- Bitcoin saw sustained buying pressure among long-term holders and reduced selling from short-term holders.
- The sustained negative exchange flow was another sign of accumulation.
Bitcoin [BTC] investors have not lost belief in the leading crypto’s continued bullishness. Despite trading above the $100k mark, public excitement was low, evidenced by low interest on Google Trends for BTC.
Chatter on X (formerly Twitter) suggested a looming double top near $108K, mirroring 2021’s cycle top. But the on-chain data told a different story.

Source: Axel Adler Jr on X
BTC Exchange Flow remained negative, for example.
Sustained Bitcoin withdrawals from exchanges since March meant that the netflow was negative.

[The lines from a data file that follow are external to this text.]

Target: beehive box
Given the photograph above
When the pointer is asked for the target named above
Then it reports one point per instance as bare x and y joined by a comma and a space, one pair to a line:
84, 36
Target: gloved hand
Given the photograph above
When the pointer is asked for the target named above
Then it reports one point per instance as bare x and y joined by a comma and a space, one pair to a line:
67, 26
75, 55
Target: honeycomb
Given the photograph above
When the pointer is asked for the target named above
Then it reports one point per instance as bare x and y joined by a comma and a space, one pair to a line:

In fact, since March, net outflows persisted, with over 3.6K BTC leaving exchanges daily—clear signs of investor confidence.

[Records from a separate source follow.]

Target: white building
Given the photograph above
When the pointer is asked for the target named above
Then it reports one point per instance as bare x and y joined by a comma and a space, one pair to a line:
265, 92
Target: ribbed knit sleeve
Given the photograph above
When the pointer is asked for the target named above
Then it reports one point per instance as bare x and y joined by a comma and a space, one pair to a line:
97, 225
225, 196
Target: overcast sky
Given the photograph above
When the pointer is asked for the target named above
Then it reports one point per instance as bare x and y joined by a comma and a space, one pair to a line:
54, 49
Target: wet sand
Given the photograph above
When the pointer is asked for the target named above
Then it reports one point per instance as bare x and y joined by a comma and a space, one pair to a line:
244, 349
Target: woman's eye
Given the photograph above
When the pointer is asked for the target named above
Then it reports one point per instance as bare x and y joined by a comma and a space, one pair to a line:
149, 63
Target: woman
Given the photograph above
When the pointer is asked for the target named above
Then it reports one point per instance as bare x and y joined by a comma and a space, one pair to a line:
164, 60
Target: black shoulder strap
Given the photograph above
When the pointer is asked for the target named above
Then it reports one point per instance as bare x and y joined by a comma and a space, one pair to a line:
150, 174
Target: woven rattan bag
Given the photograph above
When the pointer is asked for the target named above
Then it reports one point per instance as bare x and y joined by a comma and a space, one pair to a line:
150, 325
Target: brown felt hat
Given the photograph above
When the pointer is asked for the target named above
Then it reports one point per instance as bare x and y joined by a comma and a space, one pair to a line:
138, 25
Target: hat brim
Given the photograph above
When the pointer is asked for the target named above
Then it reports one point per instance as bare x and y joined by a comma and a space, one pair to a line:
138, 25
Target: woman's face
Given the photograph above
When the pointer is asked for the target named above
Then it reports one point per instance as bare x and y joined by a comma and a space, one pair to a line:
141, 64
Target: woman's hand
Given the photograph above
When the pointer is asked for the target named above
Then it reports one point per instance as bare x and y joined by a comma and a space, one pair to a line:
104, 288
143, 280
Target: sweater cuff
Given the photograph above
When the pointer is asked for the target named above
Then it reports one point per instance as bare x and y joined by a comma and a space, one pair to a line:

There was good reason to remain bullish
The steady negative Exchange Netflow was a bullish signal, but not the only one.
Short-Term Holders also began dialing back their profit-taking.

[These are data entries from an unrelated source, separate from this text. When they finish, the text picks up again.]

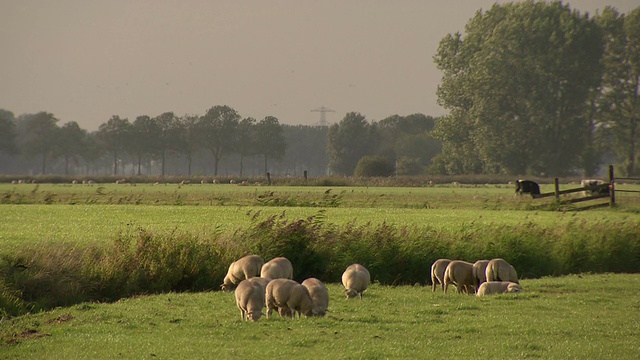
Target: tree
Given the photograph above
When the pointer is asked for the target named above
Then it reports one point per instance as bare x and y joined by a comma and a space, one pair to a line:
517, 87
168, 137
348, 141
620, 100
7, 132
142, 139
269, 140
71, 143
186, 135
113, 136
246, 143
41, 137
217, 131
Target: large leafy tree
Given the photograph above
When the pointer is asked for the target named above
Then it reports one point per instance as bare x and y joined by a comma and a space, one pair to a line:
348, 141
517, 86
217, 131
142, 139
41, 137
72, 142
113, 136
269, 140
186, 135
620, 100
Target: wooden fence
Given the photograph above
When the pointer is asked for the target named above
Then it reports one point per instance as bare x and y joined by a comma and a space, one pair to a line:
597, 192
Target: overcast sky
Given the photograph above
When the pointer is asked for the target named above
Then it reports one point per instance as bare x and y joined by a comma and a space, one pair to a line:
86, 60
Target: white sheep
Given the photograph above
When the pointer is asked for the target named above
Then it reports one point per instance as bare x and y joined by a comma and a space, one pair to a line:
437, 273
277, 268
500, 270
290, 298
319, 294
355, 280
479, 271
244, 268
498, 287
460, 274
250, 299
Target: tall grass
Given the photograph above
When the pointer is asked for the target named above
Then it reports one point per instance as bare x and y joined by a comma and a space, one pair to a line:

According to the Short-Term Holder Profit to Exchanges metric, profit flows sharply declined over the last two weeks.
When BTC first approached the $11k mark, exchange profit flow reached 49.5k BTC. As the price hovered around the $108k mark toward the end of May, the spikes on the chart reduced from 32k BTC to 3.4k BTC at the start of June.
This was a sign that STH sellers were depleted, even though Bitcoin was trading around the $105k mark.
Meanwhile, long-term holders were doing the opposite.
Starting in April, the 30-day Net Position Change flipped positive, with a net gain of 535K BTC.
This meant that whales and large investors stopped selling BTC, as they did toward the end of 2024, and began accumulating instead.
Increased holdings from long-term players were a pointer that they expected bullishness in the coming weeks.
Of course, that wasn’t without precedent.
In October 2023 and September-October 2024, we saw net position growth for LTHs. It was followed by swift rallies, and another one could be brewing.